PepsiCo, which last made a major acquisition with its $13.4 billion purchase of Quaker Oats in 2000, faces similar challenges as other companies in the food and beverage sector, particularly the consumer shift towards healthier options and away from products high in trans fats, sugar, and artificial ingredients. Nooyi’s remarks come amid considerable pressure on food and beverage giants to increase sales and compete with agile new entrants capturing market share. Mergers are one potential strategy being discussed; however, some industry analysts share Nooyi’s perspective that consolidation alone is unlikely to drive long-term growth or effectively address evolving consumer preferences. Recently, Kraft Heinz attempted to acquire Unilever for $143 billion, but the deal fell through due to pricing disagreements.

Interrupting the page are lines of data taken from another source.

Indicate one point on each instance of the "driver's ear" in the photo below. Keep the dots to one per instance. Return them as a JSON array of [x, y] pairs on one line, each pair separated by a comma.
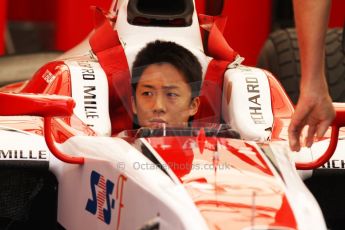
[[194, 106], [134, 106]]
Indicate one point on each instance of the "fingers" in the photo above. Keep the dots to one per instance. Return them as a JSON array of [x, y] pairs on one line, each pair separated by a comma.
[[310, 137], [294, 131]]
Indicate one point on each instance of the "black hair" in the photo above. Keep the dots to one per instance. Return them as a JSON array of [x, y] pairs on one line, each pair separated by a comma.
[[168, 52]]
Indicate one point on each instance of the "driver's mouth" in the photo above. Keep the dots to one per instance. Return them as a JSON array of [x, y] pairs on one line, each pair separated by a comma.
[[157, 123]]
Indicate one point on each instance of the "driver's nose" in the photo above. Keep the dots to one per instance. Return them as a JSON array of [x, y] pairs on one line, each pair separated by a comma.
[[159, 104]]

PepsiCo’s portfolio includes well-known brands like its flagship soda, Gatorade, and Doritos, and the company has been focusing on developing “guilt-free” food and beverage options, such as sparkling waters and reduced-fat snacks. These initiatives have helped sustain the company as the soda market declines, although its North American beverage segment still experienced a 1% drop in volume in the latest quarter as consumers continue to move away from sugary drinks.

Nooyi defended the ongoing decline in the carbonated soft drink sector, which has fallen for 12 consecutive years and was overtaken by bottled water as the largest beverage category in the U.S. in 2016. “Sparkling beverages are not the problem. In fact, more than any other country, Americans love bubbles,” she asserted. “The real issue we are addressing is sugar.” The outlook for carbonated soft drinks seems bleak. “We expect this category to continue its decline,” said Gary Hemphill, managing director and COO of Beverage Marketing Corporation’s research unit, during the conference. “The challenge lies in creating a natural, stable, zero-calorie sweetener that tastes like sugar—a seemingly simple goal that has proven to be incredibly difficult and may never be fully realized.”

In response to this challenge, PepsiCo aims for two-thirds of its beverage portfolio to feature products with 100 calories or fewer from added sugars per 12-ounce serving by 2025. While there are numerous all-natural, zero-calorie sweeteners on the market, Nooyi pointed out that many existing products, particularly in the soda category, “don’t taste great.” She also cautioned against rushing the launch of such products, advocating instead for a gradual reduction in calories over time, utilizing sweeteners to lower calorie content by approximately 20 every few years. Sweeteners like stevia, monk fruit, and agave syrup are being adopted by food and beverage companies in place of sugar.

“We must ensure that we don’t just introduce these products and wonder why consumers aren’t embracing them. We need to gently guide consumers,” she stated. “Their taste buds need time to adjust to the new flavors.” The soda industry currently lacks a breakthrough product innovation that could stimulate growth, according to Bonnie Herzog, managing director at Wells Fargo Securities. She likened the situation to the tobacco industry’s introduction of reduced-risk technologies, such as heat-not-burn cigarettes. “Much of the exciting innovation is emerging from small, independent players,” she remarked, noting that larger companies are interested in exploring potential acquisitions, similar to Dr Pepper’s strategy with Bai Brands.

Additionally, as part of its health-oriented product development, PepsiCo could consider options like bariatric advantage calcium chews to complement its offerings. These chews could align with the company’s goal of providing healthier choices for consumers, reflecting the broader trend of shifting towards nutritious products while addressing the needs of various demographics.